Al Azhar's many institutions include its mosque, a university with 22,000 students, a secondary school with 11,000 students and a publishing house. Though formally separate, in practice the mosque, schools and universities overlap and remain under the same overall leadership. Al Azhar also exercises authority over the Justice Ministry institute that issues religious legal rulings or fatwas.
Since the revolution, Al Azhar has tried to assert itself by
espousing a moderate, tolerant brand of Islam that embraced the youths' call for change. Within days of the uprising Grand Sheikh Tayeb urged security forces not to attack demonstrators and declared anyone who died in Tahrir Square a martyr.
Over the summer, Al Azhar released an 11-point document that endorsed democracy, pluralism, religious tolerance and
civil liberties while asserting the independence of its institutions. And in January it introduced a proposed bill of rights enshrining freedoms of religion and expression to serve as the basis for the country's future constitution.
The increasingly visible political role of Al Azhar was highlighted when one of its foremost clerics, Emadedin Effat, was shot dead during protests against the ruling
supreme council of the armed forces, the elite military officers and Mubarak allies now running the country. Sheikh Sultan, a disciple of the 52-year-old cleric, said his mentor had encouraged Al Azhar students to take part in the uprising and the struggle to shape Egypt's new order. "All the students of Sheikh Emad were in the streets from the very beginning," he said. "We were injured like the other protesters."
Al Azhar remains a fundamentally conservative institution. Though its
rank and file flooded the streets to protest against the killing of one of their own, the leadership was muted in its criticism of the military. "They are quiet," said Sheikh Sultan, the young cleric. "To the extent of supporting us, we haven't found that."

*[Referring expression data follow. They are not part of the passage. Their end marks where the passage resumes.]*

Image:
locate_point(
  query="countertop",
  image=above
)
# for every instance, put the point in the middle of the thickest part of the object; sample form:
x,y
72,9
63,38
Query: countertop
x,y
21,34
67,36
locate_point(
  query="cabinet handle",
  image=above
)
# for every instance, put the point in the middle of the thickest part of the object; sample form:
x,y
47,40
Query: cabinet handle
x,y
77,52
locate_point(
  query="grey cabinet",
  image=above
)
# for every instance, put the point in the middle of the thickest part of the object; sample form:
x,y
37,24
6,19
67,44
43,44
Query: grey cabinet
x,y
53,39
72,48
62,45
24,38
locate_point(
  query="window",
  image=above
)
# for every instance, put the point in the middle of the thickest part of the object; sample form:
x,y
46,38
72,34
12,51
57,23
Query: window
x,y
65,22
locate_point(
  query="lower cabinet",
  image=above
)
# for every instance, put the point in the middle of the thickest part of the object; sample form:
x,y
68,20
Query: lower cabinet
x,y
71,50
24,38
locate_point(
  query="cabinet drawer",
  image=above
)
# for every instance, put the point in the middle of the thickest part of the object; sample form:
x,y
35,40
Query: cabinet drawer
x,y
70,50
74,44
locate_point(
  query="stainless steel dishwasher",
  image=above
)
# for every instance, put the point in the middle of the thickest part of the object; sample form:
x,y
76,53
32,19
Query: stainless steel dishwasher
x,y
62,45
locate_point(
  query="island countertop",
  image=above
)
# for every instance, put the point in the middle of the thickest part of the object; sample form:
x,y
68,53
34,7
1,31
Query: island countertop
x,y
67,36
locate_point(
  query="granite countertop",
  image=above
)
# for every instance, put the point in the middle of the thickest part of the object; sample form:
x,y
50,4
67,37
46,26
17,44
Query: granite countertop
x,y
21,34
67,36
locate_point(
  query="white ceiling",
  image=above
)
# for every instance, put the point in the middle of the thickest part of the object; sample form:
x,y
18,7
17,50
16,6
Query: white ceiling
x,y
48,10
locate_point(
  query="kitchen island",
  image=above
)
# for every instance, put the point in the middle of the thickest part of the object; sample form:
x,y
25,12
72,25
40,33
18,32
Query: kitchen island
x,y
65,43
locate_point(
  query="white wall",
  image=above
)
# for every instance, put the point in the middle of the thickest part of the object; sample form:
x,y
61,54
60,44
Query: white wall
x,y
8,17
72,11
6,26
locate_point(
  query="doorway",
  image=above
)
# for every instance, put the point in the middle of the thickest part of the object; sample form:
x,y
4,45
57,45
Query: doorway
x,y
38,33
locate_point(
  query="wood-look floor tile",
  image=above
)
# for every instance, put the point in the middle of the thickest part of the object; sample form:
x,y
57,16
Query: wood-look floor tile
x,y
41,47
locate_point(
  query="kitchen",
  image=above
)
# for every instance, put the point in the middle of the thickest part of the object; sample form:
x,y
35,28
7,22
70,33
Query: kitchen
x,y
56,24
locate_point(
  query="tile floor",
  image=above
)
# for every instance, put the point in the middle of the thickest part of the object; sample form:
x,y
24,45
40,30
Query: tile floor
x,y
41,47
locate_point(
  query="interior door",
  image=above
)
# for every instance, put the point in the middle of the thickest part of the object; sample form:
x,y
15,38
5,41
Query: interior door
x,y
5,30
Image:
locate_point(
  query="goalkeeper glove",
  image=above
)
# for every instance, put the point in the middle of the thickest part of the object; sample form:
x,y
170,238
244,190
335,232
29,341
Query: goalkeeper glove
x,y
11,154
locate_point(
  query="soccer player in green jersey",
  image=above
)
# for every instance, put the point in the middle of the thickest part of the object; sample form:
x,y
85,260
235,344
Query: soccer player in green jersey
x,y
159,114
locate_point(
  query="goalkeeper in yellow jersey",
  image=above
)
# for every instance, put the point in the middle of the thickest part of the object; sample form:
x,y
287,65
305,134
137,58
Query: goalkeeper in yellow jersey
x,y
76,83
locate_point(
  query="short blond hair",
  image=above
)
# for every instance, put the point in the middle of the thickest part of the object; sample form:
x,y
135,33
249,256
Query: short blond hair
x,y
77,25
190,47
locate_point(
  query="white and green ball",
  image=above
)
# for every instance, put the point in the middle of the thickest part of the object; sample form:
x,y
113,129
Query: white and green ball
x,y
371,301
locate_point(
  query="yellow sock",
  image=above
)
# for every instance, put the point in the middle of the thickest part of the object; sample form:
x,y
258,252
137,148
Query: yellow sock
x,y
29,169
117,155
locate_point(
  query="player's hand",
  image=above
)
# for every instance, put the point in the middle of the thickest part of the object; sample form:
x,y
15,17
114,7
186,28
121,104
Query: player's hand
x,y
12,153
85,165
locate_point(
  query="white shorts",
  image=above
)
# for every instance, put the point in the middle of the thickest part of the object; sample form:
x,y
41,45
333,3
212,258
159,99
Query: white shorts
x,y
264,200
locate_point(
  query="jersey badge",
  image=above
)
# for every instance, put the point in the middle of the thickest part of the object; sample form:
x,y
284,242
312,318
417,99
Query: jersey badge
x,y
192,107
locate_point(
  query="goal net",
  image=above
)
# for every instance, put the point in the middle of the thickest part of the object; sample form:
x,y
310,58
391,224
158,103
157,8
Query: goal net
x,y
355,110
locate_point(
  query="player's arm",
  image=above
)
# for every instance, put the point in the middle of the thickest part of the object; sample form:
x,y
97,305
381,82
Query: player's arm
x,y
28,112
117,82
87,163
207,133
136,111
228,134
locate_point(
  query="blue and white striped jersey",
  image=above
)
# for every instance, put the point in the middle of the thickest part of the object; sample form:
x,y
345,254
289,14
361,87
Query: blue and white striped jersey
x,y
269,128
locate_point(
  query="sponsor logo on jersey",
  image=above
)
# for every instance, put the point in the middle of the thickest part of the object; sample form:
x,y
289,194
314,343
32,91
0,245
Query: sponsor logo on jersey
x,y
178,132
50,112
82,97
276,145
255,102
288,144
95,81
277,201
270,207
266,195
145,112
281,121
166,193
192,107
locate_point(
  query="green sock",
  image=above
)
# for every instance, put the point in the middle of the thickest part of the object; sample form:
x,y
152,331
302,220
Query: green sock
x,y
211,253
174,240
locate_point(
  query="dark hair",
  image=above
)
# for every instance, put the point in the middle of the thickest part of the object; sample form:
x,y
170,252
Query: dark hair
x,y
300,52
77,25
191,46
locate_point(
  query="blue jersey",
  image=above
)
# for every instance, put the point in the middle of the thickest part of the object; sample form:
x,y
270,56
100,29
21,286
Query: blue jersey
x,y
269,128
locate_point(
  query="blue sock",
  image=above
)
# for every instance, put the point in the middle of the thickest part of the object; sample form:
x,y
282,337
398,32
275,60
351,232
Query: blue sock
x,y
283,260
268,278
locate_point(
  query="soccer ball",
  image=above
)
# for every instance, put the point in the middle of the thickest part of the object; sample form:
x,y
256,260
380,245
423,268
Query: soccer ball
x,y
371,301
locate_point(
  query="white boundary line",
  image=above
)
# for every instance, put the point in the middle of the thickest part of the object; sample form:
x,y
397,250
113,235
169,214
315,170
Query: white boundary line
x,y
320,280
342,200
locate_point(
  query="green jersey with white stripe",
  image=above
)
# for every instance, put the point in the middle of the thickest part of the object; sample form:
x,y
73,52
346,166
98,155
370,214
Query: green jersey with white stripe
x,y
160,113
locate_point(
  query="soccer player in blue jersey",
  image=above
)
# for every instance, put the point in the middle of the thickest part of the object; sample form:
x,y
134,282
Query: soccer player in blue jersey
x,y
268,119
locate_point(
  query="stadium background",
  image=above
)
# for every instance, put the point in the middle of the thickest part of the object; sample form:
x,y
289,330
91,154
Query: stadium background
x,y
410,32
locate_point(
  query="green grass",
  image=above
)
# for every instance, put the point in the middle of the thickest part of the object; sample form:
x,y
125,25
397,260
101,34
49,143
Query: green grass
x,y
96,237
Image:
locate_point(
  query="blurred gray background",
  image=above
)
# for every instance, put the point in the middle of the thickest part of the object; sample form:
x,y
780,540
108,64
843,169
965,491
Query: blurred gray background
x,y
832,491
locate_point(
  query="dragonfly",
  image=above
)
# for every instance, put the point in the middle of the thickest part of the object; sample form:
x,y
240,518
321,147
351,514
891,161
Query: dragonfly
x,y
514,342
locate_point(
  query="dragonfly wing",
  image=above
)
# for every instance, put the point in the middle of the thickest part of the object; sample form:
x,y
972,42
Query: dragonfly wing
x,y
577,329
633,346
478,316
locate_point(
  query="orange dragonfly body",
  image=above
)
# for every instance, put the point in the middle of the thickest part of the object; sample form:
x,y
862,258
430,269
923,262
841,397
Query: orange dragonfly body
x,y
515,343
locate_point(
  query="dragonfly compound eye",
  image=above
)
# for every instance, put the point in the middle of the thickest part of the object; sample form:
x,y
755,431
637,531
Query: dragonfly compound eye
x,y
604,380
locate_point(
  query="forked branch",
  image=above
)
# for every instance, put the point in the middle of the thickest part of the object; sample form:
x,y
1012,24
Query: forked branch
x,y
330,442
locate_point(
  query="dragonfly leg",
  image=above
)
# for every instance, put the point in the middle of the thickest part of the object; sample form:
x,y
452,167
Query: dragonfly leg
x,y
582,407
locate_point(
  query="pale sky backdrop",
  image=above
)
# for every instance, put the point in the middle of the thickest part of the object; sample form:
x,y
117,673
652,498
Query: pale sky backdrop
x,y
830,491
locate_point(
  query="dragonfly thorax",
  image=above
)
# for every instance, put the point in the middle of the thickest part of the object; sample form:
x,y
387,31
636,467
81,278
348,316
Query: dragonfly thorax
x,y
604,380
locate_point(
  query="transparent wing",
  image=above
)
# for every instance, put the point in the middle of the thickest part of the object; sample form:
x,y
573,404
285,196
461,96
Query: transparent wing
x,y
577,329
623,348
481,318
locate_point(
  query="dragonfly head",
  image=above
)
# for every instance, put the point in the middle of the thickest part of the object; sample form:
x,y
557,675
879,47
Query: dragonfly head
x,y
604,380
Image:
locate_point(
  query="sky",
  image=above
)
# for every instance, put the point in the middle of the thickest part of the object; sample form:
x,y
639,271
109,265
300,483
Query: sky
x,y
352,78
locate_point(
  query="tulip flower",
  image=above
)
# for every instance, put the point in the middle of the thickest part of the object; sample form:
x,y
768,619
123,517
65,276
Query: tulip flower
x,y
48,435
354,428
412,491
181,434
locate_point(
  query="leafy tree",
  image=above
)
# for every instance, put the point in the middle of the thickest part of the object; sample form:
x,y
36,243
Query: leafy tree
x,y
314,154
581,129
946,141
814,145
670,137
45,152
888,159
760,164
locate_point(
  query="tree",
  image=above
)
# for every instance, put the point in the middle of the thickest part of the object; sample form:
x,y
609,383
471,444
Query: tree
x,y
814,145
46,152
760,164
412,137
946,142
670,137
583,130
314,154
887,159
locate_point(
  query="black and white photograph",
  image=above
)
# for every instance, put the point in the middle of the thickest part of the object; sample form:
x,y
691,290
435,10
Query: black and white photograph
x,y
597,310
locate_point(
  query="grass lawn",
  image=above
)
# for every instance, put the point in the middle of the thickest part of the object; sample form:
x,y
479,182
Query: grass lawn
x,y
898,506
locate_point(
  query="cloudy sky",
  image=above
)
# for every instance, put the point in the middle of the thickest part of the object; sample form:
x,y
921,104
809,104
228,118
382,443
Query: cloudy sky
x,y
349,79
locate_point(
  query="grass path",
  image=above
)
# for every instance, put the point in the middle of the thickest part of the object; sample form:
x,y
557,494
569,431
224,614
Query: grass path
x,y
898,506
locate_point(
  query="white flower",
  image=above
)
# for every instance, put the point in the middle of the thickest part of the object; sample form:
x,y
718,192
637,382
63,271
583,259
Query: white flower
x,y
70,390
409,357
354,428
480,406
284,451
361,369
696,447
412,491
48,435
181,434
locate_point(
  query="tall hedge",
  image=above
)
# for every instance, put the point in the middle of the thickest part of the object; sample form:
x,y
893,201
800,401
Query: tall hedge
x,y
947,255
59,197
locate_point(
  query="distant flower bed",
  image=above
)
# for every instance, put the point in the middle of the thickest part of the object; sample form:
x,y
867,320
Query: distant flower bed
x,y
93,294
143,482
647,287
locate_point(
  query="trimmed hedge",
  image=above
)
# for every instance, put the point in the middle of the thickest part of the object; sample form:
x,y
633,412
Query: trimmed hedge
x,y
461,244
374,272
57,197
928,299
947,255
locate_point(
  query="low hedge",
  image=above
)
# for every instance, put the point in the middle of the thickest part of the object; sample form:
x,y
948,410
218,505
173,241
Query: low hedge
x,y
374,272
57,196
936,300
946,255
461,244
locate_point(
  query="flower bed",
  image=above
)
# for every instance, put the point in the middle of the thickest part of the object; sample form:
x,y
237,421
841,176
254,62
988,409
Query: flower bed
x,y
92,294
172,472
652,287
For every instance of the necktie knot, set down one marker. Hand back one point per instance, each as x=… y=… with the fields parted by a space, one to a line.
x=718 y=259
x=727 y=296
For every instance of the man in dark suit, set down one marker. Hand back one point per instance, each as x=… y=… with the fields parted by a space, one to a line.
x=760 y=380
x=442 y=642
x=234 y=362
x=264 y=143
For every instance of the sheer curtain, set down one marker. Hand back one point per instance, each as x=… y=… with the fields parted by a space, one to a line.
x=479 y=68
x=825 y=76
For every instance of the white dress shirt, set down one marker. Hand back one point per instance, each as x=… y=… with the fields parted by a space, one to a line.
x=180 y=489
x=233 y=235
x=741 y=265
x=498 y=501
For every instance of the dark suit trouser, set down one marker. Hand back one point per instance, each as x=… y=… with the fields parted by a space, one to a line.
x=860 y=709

Its forays into politics and attempts to connect society may be as much to counter the rising power of the
Muslim Brotherhood and the Salafist movement, which both performed well in elections and are poised to dominate the country's politics, and possibly its spiritual life, for years.
Any drive to bolster Al Azhar's standing will also run head-on into the realities of the fractured Sunni Muslim religious structure, which lacks a defined hierarchy and is being constantly challenged by
upstarts. It may also take years for Al Azhar to shake off its image as a
pliant tool of the Mubarak regime.
"Its association with the state has opened it to a lot of criticism," said Elijah Zarwan, a Cairo-based political analyst. "When the Sheikh al-Azhar announces something in the papers, people listen to it. But there are a lot of other voices: preachers at the mosque, the guy on the street, anyone with a beard."
Dr Mazoub said Grand Sheikh Tayeb, who took over as head of the mosque and the university in 2010, has grand ambitions. He tried to build up interfaith ties with Christians, Jews and Shiites and reached out to secular politicians, all in an attempt to make Al Azhar a centre of Egyptian intellectual life.
But if Al Azhar gains influence, it might be less because of visionary leadership than youthful and energetic clergy connecting to their counterparts on the streets. Sheikh Sultan, who at 23 is one of the youngest preachers in Al Azhar, donned a gas mask and stood alongside protesters during demonstrations against military rule. "Change is going to take a long time," he said. "But today we are refreshed and energised."